You might expect to find an exceptional restaurant in Scottsdale, with its profusion of tourists, retirees and golfers. In the remote town of Winslow—surrounded by the sagebrush and cactus of a high desert plateau—it’s much more than a pleasant surprise.
The restaurant is The Turquoise Room, located in the beautifully restored La Posada Hotel. La Posada was a classic railroad hotel lovingly brought back to life by Allan Affeldt and his wife, the painter Tina Mion. One of the centerpieces of their plan was to lure the Los Angeles chef John Sharpe to the desert and have him operate the hotel’s restaurant.
“I was disenchanted with the corporate world, fed up with the rat race,” says Sharpe. “After years of running a restaurant group, you find you’ve become more of a businessman and problem solver than a chef. I woke up one morning and realized I wanted to be a chef again.”

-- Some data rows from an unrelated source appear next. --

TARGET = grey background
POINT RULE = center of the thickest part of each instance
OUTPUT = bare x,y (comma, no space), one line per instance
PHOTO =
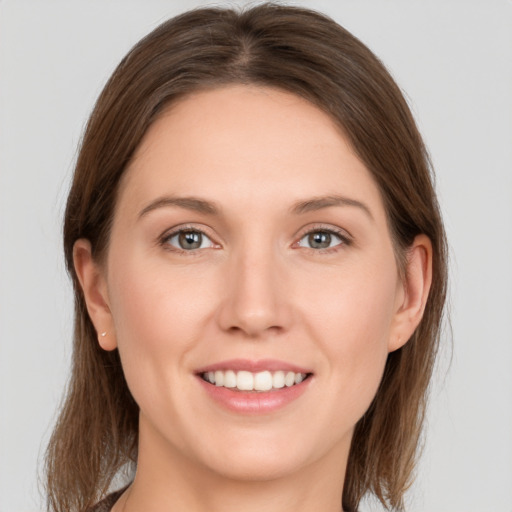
454,60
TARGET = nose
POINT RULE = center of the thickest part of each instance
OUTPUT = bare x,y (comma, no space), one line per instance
256,298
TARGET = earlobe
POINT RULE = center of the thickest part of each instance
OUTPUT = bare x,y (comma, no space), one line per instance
94,287
416,287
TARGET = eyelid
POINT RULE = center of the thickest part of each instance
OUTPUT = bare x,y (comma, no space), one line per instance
345,237
171,232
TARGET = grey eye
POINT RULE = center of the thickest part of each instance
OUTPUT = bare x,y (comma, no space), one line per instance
189,240
320,240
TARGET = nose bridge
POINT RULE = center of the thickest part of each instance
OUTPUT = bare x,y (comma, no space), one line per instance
255,300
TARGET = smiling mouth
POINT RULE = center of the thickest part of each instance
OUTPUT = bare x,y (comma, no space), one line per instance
257,382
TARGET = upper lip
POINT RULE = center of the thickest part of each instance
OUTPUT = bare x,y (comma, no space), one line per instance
260,365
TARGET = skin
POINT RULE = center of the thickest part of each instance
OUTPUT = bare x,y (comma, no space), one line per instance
256,289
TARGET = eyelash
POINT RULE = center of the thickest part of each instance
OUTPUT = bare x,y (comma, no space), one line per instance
345,240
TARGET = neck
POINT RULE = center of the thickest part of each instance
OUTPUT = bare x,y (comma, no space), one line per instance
168,481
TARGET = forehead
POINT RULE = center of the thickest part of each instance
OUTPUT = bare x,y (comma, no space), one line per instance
246,142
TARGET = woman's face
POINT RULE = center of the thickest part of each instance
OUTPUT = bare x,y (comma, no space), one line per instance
250,248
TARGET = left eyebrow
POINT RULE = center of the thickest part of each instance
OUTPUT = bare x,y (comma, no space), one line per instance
318,203
188,203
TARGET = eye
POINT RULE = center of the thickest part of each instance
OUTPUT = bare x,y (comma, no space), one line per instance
321,239
188,240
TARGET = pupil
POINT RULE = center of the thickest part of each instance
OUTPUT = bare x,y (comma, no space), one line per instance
320,240
190,240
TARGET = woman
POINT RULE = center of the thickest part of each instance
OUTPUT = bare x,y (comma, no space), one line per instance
259,269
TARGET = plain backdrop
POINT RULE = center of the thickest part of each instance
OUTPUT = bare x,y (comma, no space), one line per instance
453,59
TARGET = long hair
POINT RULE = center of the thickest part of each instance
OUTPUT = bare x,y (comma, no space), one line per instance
305,53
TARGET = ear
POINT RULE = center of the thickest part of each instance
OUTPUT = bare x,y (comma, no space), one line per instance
413,295
94,286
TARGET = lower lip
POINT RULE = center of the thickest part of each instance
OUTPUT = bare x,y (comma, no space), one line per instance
254,402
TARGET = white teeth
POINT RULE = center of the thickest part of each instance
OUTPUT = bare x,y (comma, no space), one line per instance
219,378
230,379
263,381
278,380
289,379
247,381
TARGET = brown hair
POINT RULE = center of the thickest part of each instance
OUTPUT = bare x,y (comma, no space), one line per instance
308,54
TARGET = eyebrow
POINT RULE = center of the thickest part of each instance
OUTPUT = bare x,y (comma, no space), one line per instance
188,203
318,203
209,208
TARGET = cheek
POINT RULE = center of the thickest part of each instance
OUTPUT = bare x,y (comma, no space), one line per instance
352,323
159,314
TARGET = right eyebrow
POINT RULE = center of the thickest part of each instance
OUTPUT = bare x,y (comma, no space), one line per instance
188,203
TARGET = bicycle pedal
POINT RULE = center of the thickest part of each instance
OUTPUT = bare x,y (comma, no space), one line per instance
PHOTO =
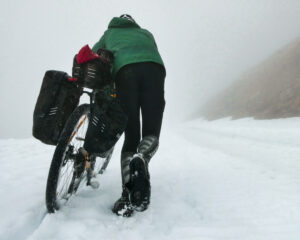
94,184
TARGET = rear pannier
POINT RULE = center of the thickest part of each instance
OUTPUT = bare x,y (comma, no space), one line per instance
107,123
57,100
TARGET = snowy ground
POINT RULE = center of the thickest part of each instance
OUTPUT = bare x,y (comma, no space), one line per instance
233,180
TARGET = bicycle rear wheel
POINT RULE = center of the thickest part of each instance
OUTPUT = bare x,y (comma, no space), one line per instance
68,164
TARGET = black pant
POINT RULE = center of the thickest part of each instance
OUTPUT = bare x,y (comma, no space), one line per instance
140,86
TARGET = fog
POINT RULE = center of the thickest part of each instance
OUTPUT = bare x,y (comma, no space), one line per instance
205,46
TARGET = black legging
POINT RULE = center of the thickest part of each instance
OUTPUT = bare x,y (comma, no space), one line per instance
140,86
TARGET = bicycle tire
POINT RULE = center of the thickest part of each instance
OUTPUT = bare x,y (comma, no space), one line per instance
60,155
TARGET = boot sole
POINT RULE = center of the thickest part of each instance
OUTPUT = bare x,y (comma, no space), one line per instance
140,185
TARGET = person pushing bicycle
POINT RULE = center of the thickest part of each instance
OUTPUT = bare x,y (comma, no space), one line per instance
139,74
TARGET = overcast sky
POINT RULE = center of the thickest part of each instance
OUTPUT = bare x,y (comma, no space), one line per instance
205,45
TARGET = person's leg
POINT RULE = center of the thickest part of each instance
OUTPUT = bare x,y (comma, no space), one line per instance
152,99
128,95
152,106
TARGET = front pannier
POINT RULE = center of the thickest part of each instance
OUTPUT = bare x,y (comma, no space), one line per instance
57,99
107,123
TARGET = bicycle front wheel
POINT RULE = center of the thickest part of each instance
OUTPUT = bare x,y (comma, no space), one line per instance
68,167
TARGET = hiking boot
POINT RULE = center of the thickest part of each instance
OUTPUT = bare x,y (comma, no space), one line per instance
139,185
122,206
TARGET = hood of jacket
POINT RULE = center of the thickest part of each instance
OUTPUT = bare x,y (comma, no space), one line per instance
117,22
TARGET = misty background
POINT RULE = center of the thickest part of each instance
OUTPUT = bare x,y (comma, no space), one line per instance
205,45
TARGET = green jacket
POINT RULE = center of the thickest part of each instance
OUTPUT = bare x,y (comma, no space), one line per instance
129,44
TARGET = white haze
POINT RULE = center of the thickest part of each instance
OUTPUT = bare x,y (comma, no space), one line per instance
205,45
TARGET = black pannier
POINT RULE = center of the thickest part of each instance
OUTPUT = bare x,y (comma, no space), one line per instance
96,73
107,123
57,99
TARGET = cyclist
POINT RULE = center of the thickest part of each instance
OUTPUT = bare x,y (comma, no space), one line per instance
139,73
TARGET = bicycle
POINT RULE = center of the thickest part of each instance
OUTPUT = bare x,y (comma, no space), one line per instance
71,165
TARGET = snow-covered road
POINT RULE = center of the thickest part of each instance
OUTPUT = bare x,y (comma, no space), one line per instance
235,180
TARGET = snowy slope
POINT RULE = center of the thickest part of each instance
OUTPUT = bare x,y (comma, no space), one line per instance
210,180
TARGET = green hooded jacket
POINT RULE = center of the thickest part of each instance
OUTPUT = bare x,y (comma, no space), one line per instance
129,44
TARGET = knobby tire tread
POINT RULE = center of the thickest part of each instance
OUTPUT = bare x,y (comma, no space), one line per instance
58,156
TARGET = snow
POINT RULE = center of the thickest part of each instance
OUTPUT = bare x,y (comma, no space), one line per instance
210,181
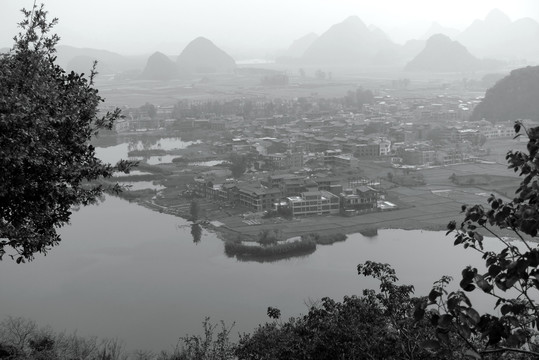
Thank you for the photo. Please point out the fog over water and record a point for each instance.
(125, 271)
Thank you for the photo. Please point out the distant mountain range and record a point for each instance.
(159, 67)
(350, 42)
(500, 38)
(511, 98)
(497, 37)
(441, 54)
(202, 56)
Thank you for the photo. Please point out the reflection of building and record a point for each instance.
(313, 202)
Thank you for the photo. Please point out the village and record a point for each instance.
(357, 163)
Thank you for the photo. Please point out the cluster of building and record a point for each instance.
(285, 134)
(299, 195)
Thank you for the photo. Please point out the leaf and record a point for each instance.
(472, 354)
(445, 321)
(431, 345)
(483, 284)
(474, 315)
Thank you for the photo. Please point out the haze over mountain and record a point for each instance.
(203, 56)
(500, 38)
(159, 67)
(349, 42)
(441, 54)
(81, 60)
(511, 98)
(436, 28)
(299, 46)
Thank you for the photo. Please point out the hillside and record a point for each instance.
(441, 54)
(203, 56)
(349, 42)
(513, 97)
(500, 38)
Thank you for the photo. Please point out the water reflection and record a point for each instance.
(112, 154)
(120, 271)
(196, 232)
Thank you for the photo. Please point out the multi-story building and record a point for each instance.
(257, 198)
(313, 202)
(360, 198)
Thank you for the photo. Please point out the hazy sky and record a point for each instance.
(142, 26)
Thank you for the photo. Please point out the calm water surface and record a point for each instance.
(125, 271)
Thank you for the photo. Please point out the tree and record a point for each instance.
(47, 118)
(511, 275)
(194, 210)
(376, 325)
(196, 232)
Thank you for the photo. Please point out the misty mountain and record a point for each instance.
(441, 54)
(349, 42)
(159, 67)
(499, 37)
(511, 98)
(81, 60)
(436, 28)
(202, 56)
(299, 46)
(411, 49)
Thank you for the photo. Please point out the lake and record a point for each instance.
(128, 272)
(112, 154)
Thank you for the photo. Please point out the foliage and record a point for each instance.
(511, 275)
(206, 347)
(21, 338)
(372, 326)
(272, 252)
(194, 210)
(47, 118)
(511, 98)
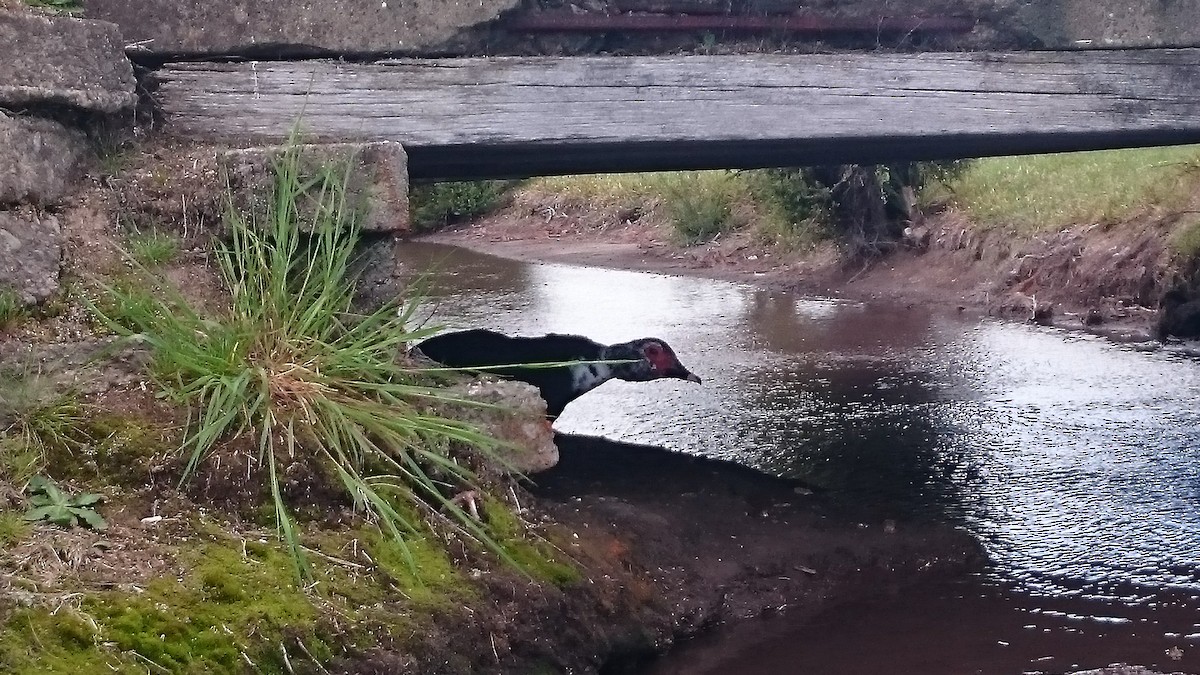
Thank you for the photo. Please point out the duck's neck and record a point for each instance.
(587, 376)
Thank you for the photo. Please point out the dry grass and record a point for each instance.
(1049, 192)
(700, 204)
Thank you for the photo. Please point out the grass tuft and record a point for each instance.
(293, 366)
(700, 210)
(11, 309)
(36, 422)
(153, 248)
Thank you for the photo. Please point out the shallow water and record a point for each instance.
(1074, 460)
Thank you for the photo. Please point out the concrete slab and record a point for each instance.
(39, 159)
(64, 61)
(30, 255)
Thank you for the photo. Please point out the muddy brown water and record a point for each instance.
(1074, 460)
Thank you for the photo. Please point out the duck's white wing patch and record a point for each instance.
(586, 377)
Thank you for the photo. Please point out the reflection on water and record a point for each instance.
(1074, 460)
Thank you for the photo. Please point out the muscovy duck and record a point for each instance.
(1179, 316)
(651, 359)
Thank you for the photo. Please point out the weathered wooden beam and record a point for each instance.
(478, 118)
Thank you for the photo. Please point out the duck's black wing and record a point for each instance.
(484, 348)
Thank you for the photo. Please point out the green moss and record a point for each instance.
(419, 568)
(13, 529)
(534, 555)
(231, 608)
(36, 641)
(112, 447)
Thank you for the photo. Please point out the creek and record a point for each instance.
(1074, 460)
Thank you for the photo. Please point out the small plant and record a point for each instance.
(154, 248)
(52, 505)
(796, 207)
(697, 213)
(438, 204)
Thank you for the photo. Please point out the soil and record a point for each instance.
(1105, 280)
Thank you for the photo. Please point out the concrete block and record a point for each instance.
(30, 255)
(294, 27)
(516, 416)
(377, 180)
(39, 159)
(64, 61)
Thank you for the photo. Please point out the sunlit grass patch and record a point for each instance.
(1045, 192)
(701, 204)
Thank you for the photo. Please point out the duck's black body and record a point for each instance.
(1179, 316)
(648, 359)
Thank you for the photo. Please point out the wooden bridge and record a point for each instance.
(516, 117)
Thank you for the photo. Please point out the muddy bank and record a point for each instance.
(703, 543)
(1107, 280)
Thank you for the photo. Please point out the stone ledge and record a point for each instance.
(64, 61)
(30, 255)
(514, 413)
(39, 159)
(377, 180)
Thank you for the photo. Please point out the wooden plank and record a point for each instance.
(478, 118)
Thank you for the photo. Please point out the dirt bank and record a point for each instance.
(1101, 279)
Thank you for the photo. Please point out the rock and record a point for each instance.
(519, 419)
(30, 254)
(91, 365)
(377, 180)
(205, 28)
(64, 61)
(39, 159)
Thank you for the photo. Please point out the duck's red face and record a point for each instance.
(664, 363)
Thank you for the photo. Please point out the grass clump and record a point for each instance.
(535, 555)
(153, 248)
(796, 207)
(437, 204)
(12, 310)
(701, 204)
(292, 368)
(1048, 192)
(35, 423)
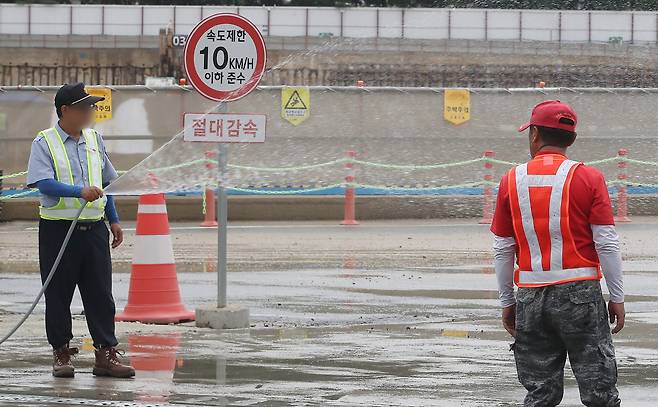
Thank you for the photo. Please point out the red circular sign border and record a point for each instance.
(195, 36)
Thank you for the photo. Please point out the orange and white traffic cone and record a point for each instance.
(154, 296)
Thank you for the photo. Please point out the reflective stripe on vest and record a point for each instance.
(530, 226)
(66, 208)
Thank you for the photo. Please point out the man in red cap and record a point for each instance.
(554, 217)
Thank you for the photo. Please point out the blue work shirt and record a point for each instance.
(41, 165)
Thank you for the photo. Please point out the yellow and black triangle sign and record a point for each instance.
(295, 101)
(295, 104)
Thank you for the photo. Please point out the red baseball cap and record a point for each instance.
(550, 113)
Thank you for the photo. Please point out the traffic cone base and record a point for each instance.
(154, 295)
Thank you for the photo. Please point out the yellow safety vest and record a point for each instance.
(66, 208)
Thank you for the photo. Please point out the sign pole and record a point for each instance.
(224, 59)
(222, 217)
(222, 226)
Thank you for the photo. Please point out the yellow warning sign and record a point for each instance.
(104, 107)
(457, 105)
(295, 104)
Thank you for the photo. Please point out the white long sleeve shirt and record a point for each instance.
(606, 243)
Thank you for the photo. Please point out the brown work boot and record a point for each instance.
(107, 363)
(62, 366)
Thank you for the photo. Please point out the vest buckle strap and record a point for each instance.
(556, 276)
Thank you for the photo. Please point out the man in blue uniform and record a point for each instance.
(69, 162)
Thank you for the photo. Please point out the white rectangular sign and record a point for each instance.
(224, 127)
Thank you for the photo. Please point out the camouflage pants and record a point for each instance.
(556, 321)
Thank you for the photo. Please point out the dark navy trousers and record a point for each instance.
(86, 264)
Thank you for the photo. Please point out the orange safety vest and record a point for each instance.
(539, 200)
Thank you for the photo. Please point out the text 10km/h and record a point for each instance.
(242, 63)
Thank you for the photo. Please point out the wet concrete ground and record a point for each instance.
(342, 317)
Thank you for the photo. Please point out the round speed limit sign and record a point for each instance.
(225, 57)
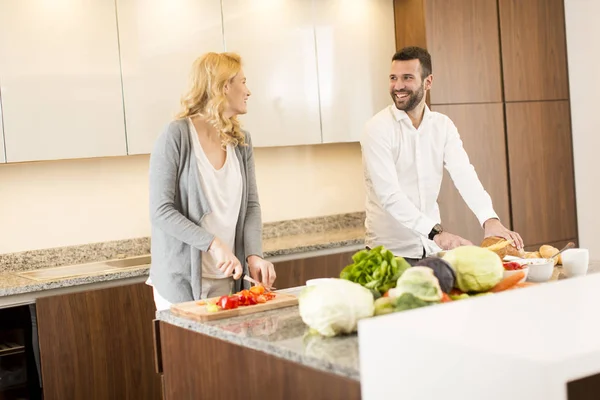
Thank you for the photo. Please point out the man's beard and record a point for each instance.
(408, 104)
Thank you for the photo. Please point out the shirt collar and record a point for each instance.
(399, 115)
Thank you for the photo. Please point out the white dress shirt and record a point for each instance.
(403, 171)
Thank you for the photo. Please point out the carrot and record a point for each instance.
(508, 282)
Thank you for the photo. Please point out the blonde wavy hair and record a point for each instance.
(206, 94)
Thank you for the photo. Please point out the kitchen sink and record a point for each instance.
(96, 268)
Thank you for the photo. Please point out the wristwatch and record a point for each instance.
(436, 230)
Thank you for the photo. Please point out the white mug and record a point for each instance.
(575, 262)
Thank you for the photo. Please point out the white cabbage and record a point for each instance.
(334, 306)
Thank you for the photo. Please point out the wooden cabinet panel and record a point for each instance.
(481, 127)
(98, 344)
(541, 171)
(192, 372)
(296, 272)
(157, 53)
(359, 34)
(61, 80)
(462, 37)
(533, 50)
(277, 43)
(409, 18)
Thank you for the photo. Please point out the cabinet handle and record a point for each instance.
(157, 346)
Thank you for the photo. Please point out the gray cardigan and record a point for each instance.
(177, 206)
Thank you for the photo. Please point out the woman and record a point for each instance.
(205, 214)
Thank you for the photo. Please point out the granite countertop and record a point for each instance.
(279, 238)
(281, 333)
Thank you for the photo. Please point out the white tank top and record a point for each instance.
(223, 189)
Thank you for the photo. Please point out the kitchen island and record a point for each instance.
(94, 311)
(268, 355)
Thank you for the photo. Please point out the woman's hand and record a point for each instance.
(262, 271)
(227, 262)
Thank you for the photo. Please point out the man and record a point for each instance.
(405, 148)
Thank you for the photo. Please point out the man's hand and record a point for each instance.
(448, 241)
(494, 227)
(261, 271)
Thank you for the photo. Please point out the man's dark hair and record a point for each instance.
(415, 53)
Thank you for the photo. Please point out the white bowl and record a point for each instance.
(540, 269)
(575, 262)
(506, 273)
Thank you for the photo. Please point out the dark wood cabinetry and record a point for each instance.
(510, 55)
(98, 344)
(294, 273)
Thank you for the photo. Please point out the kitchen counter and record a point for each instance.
(280, 333)
(280, 239)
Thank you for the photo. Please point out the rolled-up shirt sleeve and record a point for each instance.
(381, 174)
(465, 178)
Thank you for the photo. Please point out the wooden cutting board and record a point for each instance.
(192, 310)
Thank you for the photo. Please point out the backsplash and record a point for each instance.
(81, 254)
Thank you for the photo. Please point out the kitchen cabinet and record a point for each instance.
(60, 80)
(541, 171)
(159, 41)
(277, 44)
(98, 344)
(481, 127)
(296, 272)
(191, 371)
(354, 44)
(463, 40)
(534, 54)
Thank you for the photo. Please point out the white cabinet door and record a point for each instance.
(276, 42)
(355, 44)
(61, 81)
(2, 153)
(159, 40)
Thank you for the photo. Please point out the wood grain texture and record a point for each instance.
(481, 127)
(98, 344)
(462, 37)
(192, 310)
(296, 272)
(197, 366)
(533, 50)
(409, 20)
(541, 171)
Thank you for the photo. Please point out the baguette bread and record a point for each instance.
(502, 247)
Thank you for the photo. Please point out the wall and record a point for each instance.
(583, 50)
(71, 202)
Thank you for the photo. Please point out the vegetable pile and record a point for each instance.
(376, 269)
(335, 306)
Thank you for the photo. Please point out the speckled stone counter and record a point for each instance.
(279, 238)
(283, 334)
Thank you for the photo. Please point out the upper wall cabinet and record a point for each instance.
(276, 42)
(462, 37)
(534, 50)
(60, 80)
(159, 42)
(355, 44)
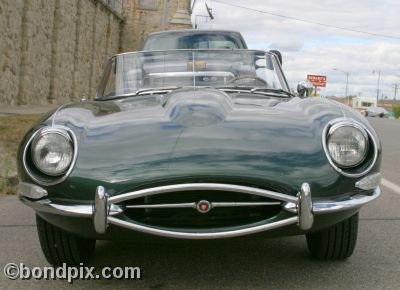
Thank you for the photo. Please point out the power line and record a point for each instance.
(309, 21)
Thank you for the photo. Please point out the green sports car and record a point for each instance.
(198, 144)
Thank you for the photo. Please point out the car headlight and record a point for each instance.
(52, 152)
(347, 145)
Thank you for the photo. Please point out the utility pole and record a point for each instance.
(379, 79)
(396, 87)
(347, 98)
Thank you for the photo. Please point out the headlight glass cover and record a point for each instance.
(52, 152)
(347, 145)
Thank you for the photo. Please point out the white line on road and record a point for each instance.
(386, 183)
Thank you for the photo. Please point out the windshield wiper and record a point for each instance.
(269, 90)
(156, 90)
(251, 89)
(140, 92)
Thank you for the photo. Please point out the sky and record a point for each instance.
(308, 48)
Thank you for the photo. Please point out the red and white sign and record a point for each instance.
(316, 80)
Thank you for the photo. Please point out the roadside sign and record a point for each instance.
(317, 80)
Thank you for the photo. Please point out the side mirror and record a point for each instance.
(304, 89)
(278, 54)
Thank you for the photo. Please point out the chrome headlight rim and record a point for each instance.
(38, 175)
(349, 171)
(36, 140)
(353, 125)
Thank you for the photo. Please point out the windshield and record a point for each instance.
(133, 73)
(208, 40)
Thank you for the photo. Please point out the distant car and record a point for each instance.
(198, 144)
(377, 112)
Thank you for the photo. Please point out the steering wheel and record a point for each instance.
(252, 77)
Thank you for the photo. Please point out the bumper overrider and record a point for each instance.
(300, 209)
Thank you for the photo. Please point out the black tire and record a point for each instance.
(60, 247)
(335, 243)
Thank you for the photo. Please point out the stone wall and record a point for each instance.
(54, 51)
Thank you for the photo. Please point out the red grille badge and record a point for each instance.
(203, 206)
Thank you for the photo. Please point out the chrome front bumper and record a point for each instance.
(105, 209)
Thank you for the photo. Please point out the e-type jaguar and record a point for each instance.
(198, 144)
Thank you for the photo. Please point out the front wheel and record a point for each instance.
(334, 243)
(60, 247)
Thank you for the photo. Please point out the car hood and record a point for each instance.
(202, 135)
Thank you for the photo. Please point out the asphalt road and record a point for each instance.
(281, 263)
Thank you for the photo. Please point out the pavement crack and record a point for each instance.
(380, 219)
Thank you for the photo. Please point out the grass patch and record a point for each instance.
(12, 129)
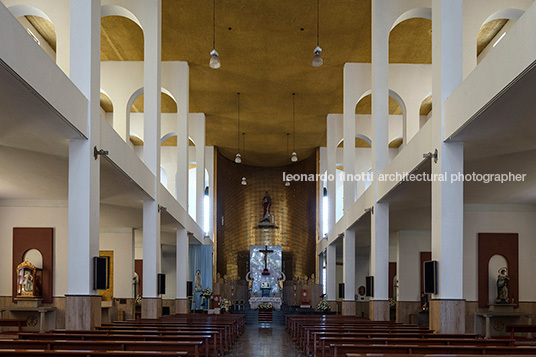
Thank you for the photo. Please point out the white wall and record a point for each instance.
(55, 217)
(121, 241)
(410, 246)
(500, 219)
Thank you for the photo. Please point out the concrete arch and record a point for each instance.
(28, 10)
(510, 14)
(422, 12)
(115, 10)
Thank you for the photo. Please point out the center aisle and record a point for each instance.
(265, 340)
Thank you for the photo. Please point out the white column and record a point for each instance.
(348, 306)
(379, 250)
(84, 170)
(447, 197)
(331, 165)
(200, 167)
(181, 302)
(331, 272)
(151, 154)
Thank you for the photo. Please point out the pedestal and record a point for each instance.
(447, 316)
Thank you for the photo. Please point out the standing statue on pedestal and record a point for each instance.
(503, 281)
(198, 282)
(266, 205)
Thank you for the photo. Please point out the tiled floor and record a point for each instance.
(265, 341)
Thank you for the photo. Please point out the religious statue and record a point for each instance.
(503, 281)
(281, 280)
(198, 281)
(266, 205)
(28, 280)
(250, 279)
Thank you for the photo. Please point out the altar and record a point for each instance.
(254, 302)
(265, 278)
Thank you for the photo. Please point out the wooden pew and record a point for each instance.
(341, 350)
(30, 352)
(207, 347)
(530, 329)
(139, 335)
(191, 347)
(20, 323)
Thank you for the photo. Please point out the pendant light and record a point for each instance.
(214, 55)
(317, 58)
(294, 156)
(238, 158)
(287, 183)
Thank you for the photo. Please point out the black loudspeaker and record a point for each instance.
(100, 273)
(189, 288)
(369, 286)
(341, 291)
(430, 277)
(161, 284)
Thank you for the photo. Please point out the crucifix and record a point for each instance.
(265, 251)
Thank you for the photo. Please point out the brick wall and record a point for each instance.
(293, 207)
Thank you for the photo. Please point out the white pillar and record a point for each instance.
(447, 197)
(379, 250)
(181, 301)
(200, 167)
(331, 272)
(151, 153)
(331, 165)
(82, 301)
(348, 304)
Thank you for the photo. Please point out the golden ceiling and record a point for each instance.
(266, 48)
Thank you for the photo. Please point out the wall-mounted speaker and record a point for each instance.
(161, 284)
(189, 288)
(430, 277)
(369, 286)
(100, 273)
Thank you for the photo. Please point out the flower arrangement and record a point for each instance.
(265, 306)
(206, 293)
(323, 306)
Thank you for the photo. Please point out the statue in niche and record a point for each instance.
(266, 205)
(503, 281)
(198, 281)
(28, 280)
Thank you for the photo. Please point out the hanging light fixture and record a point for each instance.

His rebirth occurred in what he calls a “mesmerizing space”—a room with high ceilings and wooden tables, tastefully decorated with pieces of Hopi and Navajo art. Sharpe’s menu at The Turquoise Room changes daily. He is a follower of the Slow Food organization and a strong believer in the locavore movement.
“When I grew up in the south of England, we raised all out own food. Local is truly critical for me. I’ve been very fortunate to develop a network of regional farmers to supply us with most of our ingredients.”
That network is evident in dishes such as Piki Bread with Hopi Hummus. The hummus is made from reservation grown Tepary beans, pit roasted corn and sunflower oil; the Piki bread is made for him by Monique Talemptewa of Second Mesa, an enclave on the Hopi reservation. His native Churro lamb is free range, reared without hormones or antibiotics by shepherd Ron Garnanez. Garnanez’s flock spends the summers grazing in the nearby Carrizo Mountains, protected by dogs, llamas and guanacos. He has also managed to put together an interesting wine list to accompany the menu.
John Sharpe is a chef again. He spends most of his time these days in the kitchen, training his staff and developing new dishes. “I’m all about big flavors,” he says, “which has worked well for me in this location.” Among the things that most delights him is exceeding the expectations of his customers.
“One of the most rewarding part of being here, particularly in the beginning, was watching people who had no idea of what they expected to find.” He smiles. “Despite the press coverage and word of mouth, the overall level of surprise hasn’t diminished.”